Zu spät habe die Regierung reagiert, zu zögerlich sei ihre Reaktion zunächst ausgefallen. Dabei seien die beunruhigenden Entwicklungen durchaus absehbar gewesen, so der Vorwurf.

Dem aber hielt die Gesundheitsministerin Schlüsselfaktoren entgegen, die sich vor zwei Wochen noch allesamt in einem angemessenen Rahmen bewegten. „Am 10. Oktober etwa waren alle Indikatoren noch beruhigend.

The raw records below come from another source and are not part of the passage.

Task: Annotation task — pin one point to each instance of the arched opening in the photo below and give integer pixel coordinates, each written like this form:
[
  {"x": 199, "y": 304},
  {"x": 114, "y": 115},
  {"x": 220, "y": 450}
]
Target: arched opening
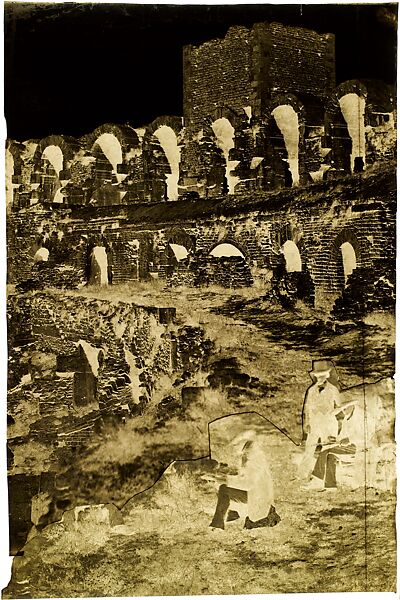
[
  {"x": 225, "y": 134},
  {"x": 349, "y": 259},
  {"x": 292, "y": 257},
  {"x": 41, "y": 255},
  {"x": 353, "y": 111},
  {"x": 99, "y": 274},
  {"x": 51, "y": 166},
  {"x": 226, "y": 249},
  {"x": 9, "y": 172},
  {"x": 288, "y": 123},
  {"x": 168, "y": 142},
  {"x": 227, "y": 266},
  {"x": 108, "y": 152},
  {"x": 85, "y": 378},
  {"x": 179, "y": 251}
]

Auch der Bericht der Taskforce ging zu diesem Zeitpunkt noch von einer stabilen, linearen Kurve aus“, betonte Lenert im Anschluss an ihren Auftritt vor dem parlamentarischen Gesundheitsausschuss.

Drastische Maßnahmen hätten zu diesem Zeitpunkt auf reiner Spekulation basiert. „Ich weiß auch nicht, wie ich diese Entscheidungen hätte begründen können. Ich wäre sicher in Erklärungsnot geraten“, gab Lenert freimütig zu Protokoll, während sie die Entwicklungen der letzten zwei Wochen noch mal im Detail Revue passieren ließ. Dabei verwies sie zunächst auch auf den Umstand, dass in Luxemburg zuvor schon strengere Regeln angewandt wurden als in den Nachbarländern. Man habe den Bürgern durchgehend viel abverlangt, um eine Streuung des Virus zu vermeiden, so Lenert. Dafür sei man zu einem gewissen Zeitpunkt sogar kritisiert worden. 

Ein öffentlicher Weckruf

Erst vor zehn Tagen, um den 16. und 17. Oktober also, hätten erste Indizien dafür vorgelegen, dass die Situation zu entgleiten drohe. Anlass genug für die Regierung, die Bürger in einem öffentlichen Aufruf um mehr Wachsamkeit im Umgang mit dem Virus zu bitten. Richtig beunruhigend aber wurde die Lage erst am 22. Oktober, als Stichproben aus den Kläranlagen auf eine hohe Dunkelziffer deuteten, was die Zahl der Neu-Infektionen angeht.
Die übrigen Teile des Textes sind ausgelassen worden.